To print your public key do:
# If you chose a different email, use it instead of the $().
gpg --armor --export $(git config --global user.email)
then paste that key into the Github/lab entry box.
Telling git to sign commits:
You can tell git to sign all commits by default with:
git config --global commit.gpgsign true
However I've removed this from my dotfiles, as
it caused problems with some test suites (e.g. the npm test suite), and also
caused problems on older machines that don't support the gpg option (or that I
haven't set up my gpg keys on). Instead I just add -S to all my git commit aliases,
which also means that if I don't want to sign something I can just type out the
full command.
Remembering your password:
Having to type out your gpg password every time is a massive pain, so you
probably want your OS to store your password in your login keychain when you're
logged in, so you only have to enter it once. With gpg2 on Linux or macOS this
is easy.
Linux
I currently use Ubuntu with bspwm, so if it works for me it'll probably work for you. Let me know if it doesn't!
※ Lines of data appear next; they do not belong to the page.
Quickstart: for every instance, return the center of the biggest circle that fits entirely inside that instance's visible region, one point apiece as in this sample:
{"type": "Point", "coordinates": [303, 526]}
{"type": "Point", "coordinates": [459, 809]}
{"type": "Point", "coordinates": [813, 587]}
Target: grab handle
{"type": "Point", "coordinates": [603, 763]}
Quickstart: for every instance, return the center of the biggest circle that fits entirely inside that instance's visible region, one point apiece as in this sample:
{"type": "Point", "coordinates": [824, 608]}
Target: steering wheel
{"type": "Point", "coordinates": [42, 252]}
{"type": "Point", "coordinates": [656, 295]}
If your default gpg is gpg2, you can either tell git to use gpg2 rather
than gpg, or you can make gpg point to gpg2. See this commit
for my reasoning (short answer is because I want my git config to work
everywhere).
Option 1: tell git to use gpg2:
git config --global gpg.program gpg2
Option 2: change your default gpg (more info here):
sudo mv /usr/bin/gpg /usr/bin/gpg1
sudo update-alternatives --verbose --install /usr/bin/gpg gnupg /usr/bin/gpg2 50
macOS
You need to configure gpg to use pinentry-mac to read your gpg password from
the macOS keychain. For more information see gpg pinentry SO.
First, install gpg and pinentry-mac:
brew install gnupg pinentry-mac
Second, configure gpg to use pinentry-mac to get the password.
# Set GNUPGHOME in your rc file so gpg reads it.
mkdir -p "${GNUPGHOME:="${XDG_DATA_HOME:-~/.local/share}"/gnupg}"
echo "pinentry-program /usr/local/bin/pinentry-mac" >> "$GNUPGHOME"/gpg-agent.conf
Make sure it works:
If you try a commit (git commit -m "DeleteMe" -S, make sure you're in a git
repo) you should get a password prompt, and if you do another (git commit --amend --no-edit -S) it should have remembered your password.
If you push to GitHub or GitLab, you should see the green checkmark.
Troubleshoooting:
If it fails you can check whether gpg is working properly by setting:
export GPG_TTY=`tty`
This tells gpg to use your terminal to prompt for your password. If gpg only
works when you set this then your gpg agent is probably configured wrong.
If this doesn't work, git is probably confused about which key to use. You can
set the default in ~/.gnupg/gpg.conf, or just tell git about your key with:
gpg --list-keys
# I get the following output:
# /home/gib/.gnupg/pubring.gpg
# ----------------------------
# pub rsa4096/821C587A 2016-10-07 [SC]
# uid [ultimate] Gibson Fahnestock <gibfahn@gmail.com>
# sub rsa4096/2C482931 2016-10-07 [E]
# Copy the key ID, in my case 821C587A:
git config --global user.signingkey 821C587A # Use the ID from above.